L’aumento del rischio è risultato statisticamente significativo per l’AR-ILD (sdHR = 1,79; IC95% 1,33–2,41), ma non per l’AR-BR (sdHR = 1,19; IC 95% 0,72–1,97).
Le infezioni più frequenti hanno interessato l’apparato respiratorio, la cute e i tessuti molli, nonché l’area otorinolaringoiatrica.
Sono stati identificati diversi patogeni, tra cui virus respiratori (influenza, RSV, parainfluenza, citomegalovirus), batteri (Staphylococcus, Pseudomonas, E. coli), micobatteri non tubercolari, funghi (Aspergillus) e Pneumocystis jirovecii.
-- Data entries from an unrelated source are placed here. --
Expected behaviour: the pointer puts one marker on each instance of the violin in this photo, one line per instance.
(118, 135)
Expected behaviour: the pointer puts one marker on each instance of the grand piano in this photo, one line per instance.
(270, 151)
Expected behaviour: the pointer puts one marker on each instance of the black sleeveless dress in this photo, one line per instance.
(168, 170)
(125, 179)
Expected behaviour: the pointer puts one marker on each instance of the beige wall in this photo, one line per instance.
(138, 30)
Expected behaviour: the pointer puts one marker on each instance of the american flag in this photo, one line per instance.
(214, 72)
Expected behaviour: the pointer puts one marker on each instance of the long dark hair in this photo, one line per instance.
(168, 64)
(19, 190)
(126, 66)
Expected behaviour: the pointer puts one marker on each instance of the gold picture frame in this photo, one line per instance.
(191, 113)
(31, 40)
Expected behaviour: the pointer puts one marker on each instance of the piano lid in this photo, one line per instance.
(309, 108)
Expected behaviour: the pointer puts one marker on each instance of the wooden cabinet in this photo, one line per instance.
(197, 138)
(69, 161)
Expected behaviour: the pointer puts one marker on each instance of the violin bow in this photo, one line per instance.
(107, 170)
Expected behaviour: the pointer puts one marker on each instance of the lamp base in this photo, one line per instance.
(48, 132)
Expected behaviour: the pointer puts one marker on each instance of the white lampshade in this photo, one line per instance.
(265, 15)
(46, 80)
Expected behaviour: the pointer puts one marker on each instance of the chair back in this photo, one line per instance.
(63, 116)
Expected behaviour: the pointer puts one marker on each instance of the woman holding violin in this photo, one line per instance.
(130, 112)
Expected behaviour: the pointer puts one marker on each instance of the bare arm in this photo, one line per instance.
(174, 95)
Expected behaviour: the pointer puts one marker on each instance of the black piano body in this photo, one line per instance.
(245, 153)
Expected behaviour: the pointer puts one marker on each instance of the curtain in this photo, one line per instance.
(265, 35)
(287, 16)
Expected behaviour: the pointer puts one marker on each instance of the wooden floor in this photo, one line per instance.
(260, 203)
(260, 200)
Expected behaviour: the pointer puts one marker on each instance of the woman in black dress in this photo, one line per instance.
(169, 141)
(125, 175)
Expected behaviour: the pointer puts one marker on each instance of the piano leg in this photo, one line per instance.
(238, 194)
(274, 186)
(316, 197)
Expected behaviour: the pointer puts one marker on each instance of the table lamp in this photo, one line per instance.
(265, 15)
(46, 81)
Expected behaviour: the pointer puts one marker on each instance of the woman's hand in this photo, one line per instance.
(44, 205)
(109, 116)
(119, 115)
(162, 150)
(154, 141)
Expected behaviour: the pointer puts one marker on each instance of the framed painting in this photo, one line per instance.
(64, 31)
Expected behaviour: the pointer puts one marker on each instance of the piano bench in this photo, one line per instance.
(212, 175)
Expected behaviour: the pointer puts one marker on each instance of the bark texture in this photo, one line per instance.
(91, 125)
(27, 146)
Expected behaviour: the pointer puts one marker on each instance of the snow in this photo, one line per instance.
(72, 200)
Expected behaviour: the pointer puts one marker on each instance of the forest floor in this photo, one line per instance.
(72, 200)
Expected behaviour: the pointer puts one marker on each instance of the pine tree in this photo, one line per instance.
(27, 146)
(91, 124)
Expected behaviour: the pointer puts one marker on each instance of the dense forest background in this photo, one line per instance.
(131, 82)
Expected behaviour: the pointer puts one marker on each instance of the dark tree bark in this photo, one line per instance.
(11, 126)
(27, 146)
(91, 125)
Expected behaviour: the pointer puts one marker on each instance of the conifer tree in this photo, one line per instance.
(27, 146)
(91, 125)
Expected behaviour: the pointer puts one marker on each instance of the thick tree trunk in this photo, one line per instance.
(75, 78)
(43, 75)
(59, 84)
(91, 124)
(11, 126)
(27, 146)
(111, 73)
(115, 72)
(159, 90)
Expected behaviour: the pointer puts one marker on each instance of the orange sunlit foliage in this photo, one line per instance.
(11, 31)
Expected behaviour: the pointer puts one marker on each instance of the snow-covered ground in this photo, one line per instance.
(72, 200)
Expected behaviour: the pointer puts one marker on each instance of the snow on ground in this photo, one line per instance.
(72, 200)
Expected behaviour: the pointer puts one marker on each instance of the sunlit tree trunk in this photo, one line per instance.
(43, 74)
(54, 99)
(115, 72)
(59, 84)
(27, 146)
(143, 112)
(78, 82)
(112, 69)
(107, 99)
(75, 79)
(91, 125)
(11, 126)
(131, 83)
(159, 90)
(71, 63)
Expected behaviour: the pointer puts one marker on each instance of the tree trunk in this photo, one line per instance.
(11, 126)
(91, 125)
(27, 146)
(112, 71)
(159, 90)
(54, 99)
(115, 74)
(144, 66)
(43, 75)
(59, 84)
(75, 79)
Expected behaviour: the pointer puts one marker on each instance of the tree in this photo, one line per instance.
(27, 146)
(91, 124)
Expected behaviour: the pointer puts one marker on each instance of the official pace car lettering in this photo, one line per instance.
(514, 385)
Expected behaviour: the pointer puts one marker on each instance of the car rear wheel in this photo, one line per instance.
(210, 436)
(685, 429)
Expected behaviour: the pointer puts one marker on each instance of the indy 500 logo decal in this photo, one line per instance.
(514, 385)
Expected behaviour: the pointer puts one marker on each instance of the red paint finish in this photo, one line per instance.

In particolare, nei pazienti con AR-BR è stata riscontrata una maggiore frequenza di infezioni da Pseudomonas e micobatteri non tubercolari.
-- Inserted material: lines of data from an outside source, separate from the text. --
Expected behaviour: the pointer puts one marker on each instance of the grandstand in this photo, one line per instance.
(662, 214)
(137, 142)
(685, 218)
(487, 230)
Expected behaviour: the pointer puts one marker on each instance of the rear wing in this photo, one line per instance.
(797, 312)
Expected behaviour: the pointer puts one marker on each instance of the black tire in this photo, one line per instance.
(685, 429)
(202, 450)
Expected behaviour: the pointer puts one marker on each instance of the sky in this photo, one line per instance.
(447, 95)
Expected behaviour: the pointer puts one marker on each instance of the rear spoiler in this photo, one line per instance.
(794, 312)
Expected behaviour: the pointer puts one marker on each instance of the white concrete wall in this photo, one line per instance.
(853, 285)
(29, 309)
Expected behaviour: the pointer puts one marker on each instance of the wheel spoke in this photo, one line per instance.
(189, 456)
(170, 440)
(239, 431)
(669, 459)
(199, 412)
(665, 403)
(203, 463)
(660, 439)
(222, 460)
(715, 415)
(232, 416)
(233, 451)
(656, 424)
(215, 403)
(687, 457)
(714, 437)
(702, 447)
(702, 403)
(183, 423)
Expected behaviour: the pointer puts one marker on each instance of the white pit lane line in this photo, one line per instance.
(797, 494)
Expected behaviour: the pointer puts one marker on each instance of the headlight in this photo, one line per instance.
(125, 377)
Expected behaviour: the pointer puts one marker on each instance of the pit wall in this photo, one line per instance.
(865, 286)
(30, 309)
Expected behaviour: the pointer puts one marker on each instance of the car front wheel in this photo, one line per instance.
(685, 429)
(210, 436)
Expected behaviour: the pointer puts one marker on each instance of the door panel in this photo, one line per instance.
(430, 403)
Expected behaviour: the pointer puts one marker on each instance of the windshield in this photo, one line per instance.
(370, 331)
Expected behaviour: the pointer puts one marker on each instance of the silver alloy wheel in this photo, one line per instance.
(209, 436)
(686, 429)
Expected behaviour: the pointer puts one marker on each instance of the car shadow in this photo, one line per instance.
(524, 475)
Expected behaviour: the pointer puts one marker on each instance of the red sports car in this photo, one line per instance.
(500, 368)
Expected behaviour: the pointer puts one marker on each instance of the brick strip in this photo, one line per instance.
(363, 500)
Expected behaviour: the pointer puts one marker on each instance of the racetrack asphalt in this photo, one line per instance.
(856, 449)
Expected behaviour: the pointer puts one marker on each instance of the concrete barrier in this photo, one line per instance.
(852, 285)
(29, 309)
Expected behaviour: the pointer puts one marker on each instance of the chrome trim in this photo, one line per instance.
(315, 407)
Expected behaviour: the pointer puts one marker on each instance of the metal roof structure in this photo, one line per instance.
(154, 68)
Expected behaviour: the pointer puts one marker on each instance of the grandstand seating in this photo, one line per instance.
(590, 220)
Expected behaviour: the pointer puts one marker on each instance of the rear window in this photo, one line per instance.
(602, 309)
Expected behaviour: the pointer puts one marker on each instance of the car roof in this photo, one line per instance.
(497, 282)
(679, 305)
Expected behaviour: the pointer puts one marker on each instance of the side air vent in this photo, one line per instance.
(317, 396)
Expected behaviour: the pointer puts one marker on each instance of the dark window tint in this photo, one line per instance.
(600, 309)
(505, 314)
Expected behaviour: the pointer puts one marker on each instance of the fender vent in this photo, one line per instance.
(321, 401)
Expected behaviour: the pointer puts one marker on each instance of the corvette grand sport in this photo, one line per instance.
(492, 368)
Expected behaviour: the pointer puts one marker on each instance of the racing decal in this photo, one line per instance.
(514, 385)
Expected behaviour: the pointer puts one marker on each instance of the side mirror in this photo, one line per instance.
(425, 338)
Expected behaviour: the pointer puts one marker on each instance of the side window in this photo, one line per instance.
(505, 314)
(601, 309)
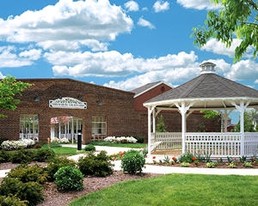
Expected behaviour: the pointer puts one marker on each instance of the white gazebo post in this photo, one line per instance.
(225, 115)
(183, 110)
(241, 108)
(154, 121)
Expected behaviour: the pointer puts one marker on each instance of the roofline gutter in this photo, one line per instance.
(161, 82)
(191, 100)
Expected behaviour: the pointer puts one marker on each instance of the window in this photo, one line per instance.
(29, 126)
(99, 125)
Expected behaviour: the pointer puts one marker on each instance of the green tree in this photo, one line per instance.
(10, 88)
(160, 127)
(236, 19)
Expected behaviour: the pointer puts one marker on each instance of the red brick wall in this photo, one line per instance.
(115, 105)
(125, 115)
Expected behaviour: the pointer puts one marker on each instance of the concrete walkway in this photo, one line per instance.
(162, 169)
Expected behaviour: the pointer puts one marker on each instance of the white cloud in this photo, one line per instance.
(169, 76)
(87, 23)
(243, 70)
(33, 54)
(132, 6)
(170, 68)
(145, 23)
(218, 47)
(160, 6)
(198, 4)
(11, 57)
Implicazioni cliniche e limiti dello studio
Questi risultati confermano che il coinvolgimento polmonare nei pazienti con AR non solo aggrava la prognosi respiratoria, ma rappresenta anche un importante fattore di rischio per infezioni gravi, verosimilmente legate alla compromissione della clearance mucociliare, alla distruzione del parenchima e alla terapia immunosoppressiva.
Dal punto di vista clinico, lo studio suggerisce la necessità di una sorveglianza infettivologica più attenta, di strategie vaccinali mirate e di un bilanciamento più cauto dei regimi immunomodulanti in presenza di AR-ILD o AR-BR.
Tra i principali limiti dello studio figurano il disegno retrospettivo e la possibile eterogeneità delle definizioni di infezione grave, oltre all’assenza di una valutazione dettagliata dei farmaci immunosoppressori utilizzati.
Nonostante tali limiti, i dati forniscono un’evidenza solida del ruolo critico del coinvolgimento polmonare come determinante del rischio infettivo nei pazienti con AR.
Bibliografia
Zhang Q, et al. Risk of serious infection in patients with rheumatoid arthritis-associated interstitial lung disease or bronchiectasis: A comparative cohort study. Arthritis Rheumatol. 2025;doi:10.1002/art.43338.